L’entrée de plain-pied de la Banque centrale dans le monde de la titrisation
est la bienvenue puisqu’elle donne un cadre réglementaire à
une opération essentiellement contractuelle. D’autant plus bienvenue
que cette intervention de la BDL s’est arrêtée aux lignes générales et
au droit de regard préalable, et, de ce fait, ne limite en rien l’imagination
dont peut faire montre l’arrangeur d’une titrisation.

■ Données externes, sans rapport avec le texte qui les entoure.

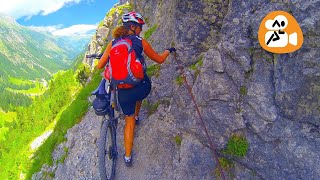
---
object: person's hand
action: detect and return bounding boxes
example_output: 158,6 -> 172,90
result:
167,47 -> 176,53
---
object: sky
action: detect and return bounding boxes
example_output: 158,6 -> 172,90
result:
0,0 -> 119,35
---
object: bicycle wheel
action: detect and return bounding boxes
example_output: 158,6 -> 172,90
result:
98,120 -> 116,179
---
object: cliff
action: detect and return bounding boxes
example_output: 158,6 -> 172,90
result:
33,0 -> 320,179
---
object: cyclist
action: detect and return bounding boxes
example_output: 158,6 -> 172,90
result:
97,12 -> 176,167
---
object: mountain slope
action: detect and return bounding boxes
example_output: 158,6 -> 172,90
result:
0,16 -> 87,79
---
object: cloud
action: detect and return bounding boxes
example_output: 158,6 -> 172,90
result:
0,0 -> 83,19
28,24 -> 63,33
51,24 -> 97,36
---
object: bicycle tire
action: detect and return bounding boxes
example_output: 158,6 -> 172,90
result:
98,120 -> 116,180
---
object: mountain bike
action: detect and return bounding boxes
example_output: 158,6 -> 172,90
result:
86,55 -> 118,179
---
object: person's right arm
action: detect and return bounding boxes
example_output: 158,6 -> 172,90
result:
142,39 -> 170,64
97,42 -> 112,69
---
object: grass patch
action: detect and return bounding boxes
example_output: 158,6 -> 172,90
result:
224,135 -> 249,158
214,158 -> 234,178
59,147 -> 69,164
147,64 -> 161,77
240,86 -> 248,96
175,76 -> 183,86
26,70 -> 102,179
144,24 -> 158,39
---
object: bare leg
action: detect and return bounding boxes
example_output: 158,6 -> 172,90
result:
134,101 -> 142,117
124,116 -> 136,157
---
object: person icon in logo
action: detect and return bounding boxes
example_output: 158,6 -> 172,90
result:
266,17 -> 286,45
258,11 -> 303,53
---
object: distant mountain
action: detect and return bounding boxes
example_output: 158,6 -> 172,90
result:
0,15 -> 89,82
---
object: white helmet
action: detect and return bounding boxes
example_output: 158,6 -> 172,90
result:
122,12 -> 145,25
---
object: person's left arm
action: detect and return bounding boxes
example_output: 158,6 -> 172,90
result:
97,42 -> 112,69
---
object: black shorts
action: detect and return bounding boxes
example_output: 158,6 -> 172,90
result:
118,75 -> 151,116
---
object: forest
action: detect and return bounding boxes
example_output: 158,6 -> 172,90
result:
0,53 -> 101,179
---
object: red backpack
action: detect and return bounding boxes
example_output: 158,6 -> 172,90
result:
104,38 -> 144,89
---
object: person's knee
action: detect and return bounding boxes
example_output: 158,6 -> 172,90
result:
125,115 -> 136,129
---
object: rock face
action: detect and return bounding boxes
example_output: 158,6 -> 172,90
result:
35,0 -> 320,179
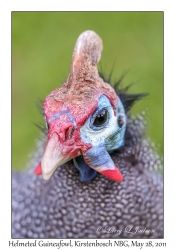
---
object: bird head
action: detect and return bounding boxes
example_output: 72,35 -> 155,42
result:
35,31 -> 126,182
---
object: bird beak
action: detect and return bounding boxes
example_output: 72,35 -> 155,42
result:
41,133 -> 80,180
83,144 -> 123,182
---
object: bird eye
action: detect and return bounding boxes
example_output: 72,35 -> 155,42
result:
93,109 -> 108,127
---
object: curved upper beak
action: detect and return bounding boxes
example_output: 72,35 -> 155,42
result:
41,133 -> 80,180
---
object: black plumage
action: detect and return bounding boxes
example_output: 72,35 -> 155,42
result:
12,76 -> 163,238
12,30 -> 163,238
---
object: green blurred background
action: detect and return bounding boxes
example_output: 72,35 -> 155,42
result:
12,12 -> 163,172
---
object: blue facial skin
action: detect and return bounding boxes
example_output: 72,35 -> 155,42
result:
74,95 -> 126,181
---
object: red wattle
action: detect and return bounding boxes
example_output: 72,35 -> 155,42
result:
100,166 -> 123,182
34,162 -> 42,175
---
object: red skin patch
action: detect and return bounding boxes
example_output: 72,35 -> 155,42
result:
34,162 -> 42,175
100,166 -> 123,182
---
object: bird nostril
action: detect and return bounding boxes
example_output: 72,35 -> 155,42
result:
118,115 -> 125,128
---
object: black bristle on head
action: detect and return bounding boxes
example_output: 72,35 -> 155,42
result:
33,98 -> 47,134
99,71 -> 148,113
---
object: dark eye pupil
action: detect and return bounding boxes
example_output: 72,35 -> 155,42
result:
93,110 -> 108,127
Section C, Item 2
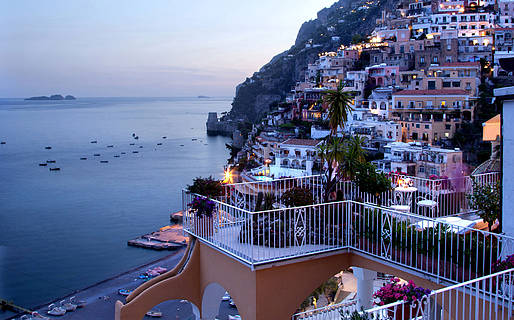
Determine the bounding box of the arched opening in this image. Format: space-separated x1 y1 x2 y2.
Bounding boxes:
202 282 239 320
142 300 200 320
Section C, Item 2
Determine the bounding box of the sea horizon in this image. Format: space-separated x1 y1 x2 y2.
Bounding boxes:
0 97 230 306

Une imagination qui, justement, a trouvé son expression récemment
dans l’opération appelée “Cylinder 1”. Cette titrisation, qui a
été structurée et lancée en janvier 2005 par Bemo Securitisation
(BSEC) agissant comme arrangeur pour le compte de Bassoul
Heneiné, a bénéficié à la fois de l’expérience au niveau contractuel
et de la sécurité au niveau réglementaire. Ceci a permis aussi de
faire évoluer les concepts. Spécifiquement, on est passé cette fois
de l’opération classique de type “term”, où la titrisation est instantanée
sur un montant fixe d’actifs futurs, à une opération de type
“revolving”, c’est-à-dire successive avec “rechargement”, où les
actifs sont rajoutés dans le panier au fur et à mesure.
UN INTÉRÊT ÉVIDENT
Mais de quoi s’agit-il en termes plus clairs ? Dans cette opération,
des titres fiduciaires ont été émis, adossés à un portefeuille de
créances détenues par Bassoul Heneiné sur ses clients qui ont
acheté des voitures à crédit. Et comme le veut l’usage, les
créances sont soutenues par des gages sur les véhicules achetés.

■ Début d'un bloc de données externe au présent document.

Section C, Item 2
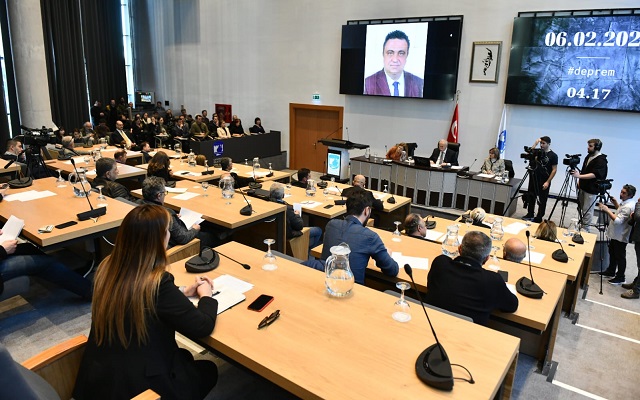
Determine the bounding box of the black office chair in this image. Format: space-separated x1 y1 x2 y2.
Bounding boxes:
504 160 516 179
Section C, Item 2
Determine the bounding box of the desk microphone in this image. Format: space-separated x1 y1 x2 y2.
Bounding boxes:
404 264 456 391
71 158 107 221
240 189 253 216
217 251 251 269
516 231 544 299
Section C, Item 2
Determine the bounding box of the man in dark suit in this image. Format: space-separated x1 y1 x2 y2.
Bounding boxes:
429 139 458 167
364 30 424 97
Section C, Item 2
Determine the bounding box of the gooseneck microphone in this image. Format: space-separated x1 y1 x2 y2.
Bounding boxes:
404 264 456 391
240 190 253 216
71 158 107 221
217 251 251 269
516 231 544 299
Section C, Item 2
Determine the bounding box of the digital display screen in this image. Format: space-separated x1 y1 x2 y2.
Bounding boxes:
327 150 340 176
340 16 462 100
505 15 640 112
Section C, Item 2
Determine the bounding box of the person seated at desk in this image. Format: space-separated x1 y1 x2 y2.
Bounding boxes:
91 157 136 202
249 117 265 133
73 205 218 400
113 150 127 164
220 157 255 189
137 176 212 249
0 229 91 301
502 238 527 263
480 147 505 176
385 143 407 161
111 120 140 151
147 151 176 187
216 114 231 139
424 231 518 325
189 114 209 140
340 175 384 214
291 168 311 189
535 220 558 242
229 115 244 137
269 182 322 250
429 139 458 167
321 190 398 285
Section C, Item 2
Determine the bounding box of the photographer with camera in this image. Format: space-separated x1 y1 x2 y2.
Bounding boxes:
522 136 558 223
598 185 636 285
571 139 611 232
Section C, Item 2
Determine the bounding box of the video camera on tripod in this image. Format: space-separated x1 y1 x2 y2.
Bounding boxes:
520 146 545 164
562 154 582 170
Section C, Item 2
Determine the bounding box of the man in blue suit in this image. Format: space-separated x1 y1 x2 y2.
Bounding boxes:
364 30 424 97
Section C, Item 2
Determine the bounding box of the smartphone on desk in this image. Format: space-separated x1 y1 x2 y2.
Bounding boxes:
247 294 273 312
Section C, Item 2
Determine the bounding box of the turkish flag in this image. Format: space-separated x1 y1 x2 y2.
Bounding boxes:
447 103 458 143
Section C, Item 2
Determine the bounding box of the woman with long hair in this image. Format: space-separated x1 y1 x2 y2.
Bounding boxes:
73 205 218 400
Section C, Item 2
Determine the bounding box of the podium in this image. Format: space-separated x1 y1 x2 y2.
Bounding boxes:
319 139 369 181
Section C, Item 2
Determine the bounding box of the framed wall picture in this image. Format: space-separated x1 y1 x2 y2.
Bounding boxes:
469 42 502 83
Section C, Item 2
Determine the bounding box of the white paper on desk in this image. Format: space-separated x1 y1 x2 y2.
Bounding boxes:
180 207 204 229
291 203 302 215
0 215 24 243
172 192 200 200
213 274 253 293
524 250 544 264
300 200 322 208
391 251 429 270
165 186 188 193
425 229 444 242
502 222 527 235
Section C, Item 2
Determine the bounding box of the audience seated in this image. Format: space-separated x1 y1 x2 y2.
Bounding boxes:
91 157 136 202
424 231 518 325
73 205 218 400
502 238 527 263
269 182 322 250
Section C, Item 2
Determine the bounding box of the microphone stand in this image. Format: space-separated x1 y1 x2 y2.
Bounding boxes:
404 264 456 391
71 157 107 221
516 231 544 299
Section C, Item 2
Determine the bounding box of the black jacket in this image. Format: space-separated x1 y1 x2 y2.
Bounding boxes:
73 272 218 400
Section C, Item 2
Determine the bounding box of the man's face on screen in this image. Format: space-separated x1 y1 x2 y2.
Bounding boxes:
382 39 409 79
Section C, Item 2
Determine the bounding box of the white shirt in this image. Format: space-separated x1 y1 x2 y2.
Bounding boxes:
607 199 635 243
384 72 404 97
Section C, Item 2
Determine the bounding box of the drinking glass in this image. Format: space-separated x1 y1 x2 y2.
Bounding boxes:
391 221 402 242
56 169 67 187
262 239 278 271
391 282 411 322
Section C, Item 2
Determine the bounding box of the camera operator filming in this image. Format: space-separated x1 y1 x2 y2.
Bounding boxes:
571 139 611 232
520 136 558 223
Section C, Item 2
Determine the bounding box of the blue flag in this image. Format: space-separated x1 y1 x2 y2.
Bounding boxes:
496 106 507 160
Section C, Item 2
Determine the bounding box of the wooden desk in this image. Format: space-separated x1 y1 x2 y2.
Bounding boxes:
46 156 147 182
170 243 519 399
433 214 595 318
0 178 133 250
131 181 287 251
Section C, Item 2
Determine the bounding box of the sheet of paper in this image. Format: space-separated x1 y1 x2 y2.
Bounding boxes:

En fait, deux types de titres ont été émis, et déposés chez
Midclear : des “Class A Notes” proposées à – et achetées par – des
investisseurs, et une “Class B Note” qui est subordonnée et qui n’a
pas été mise sur le marché. Les “Class A Notes” ont une durée de
vie de 34 mois et un rendement fixe de 7,5 %. Plusieurs banques
ont acheté ces titres.
L’originalité de la structure
réside dans le fait que, pendant
une première période
dite “revolving”, les revenus
générés par les actifs titrisés
sont affectés pour partie au
paiement des intérêts dus
aux investisseurs, et pour
autre partie à l’achat par la
structure de nouvelles
créances que Bassoul
Heneiné aurait générées
après le “closing”, la fermeture
de l’émission. C’est
durant la seconde période,
dite d’amortissement, que
l’achat de nouvelles créances
cesse et que le paiement du
principal s’effectue avec celui des intérêts.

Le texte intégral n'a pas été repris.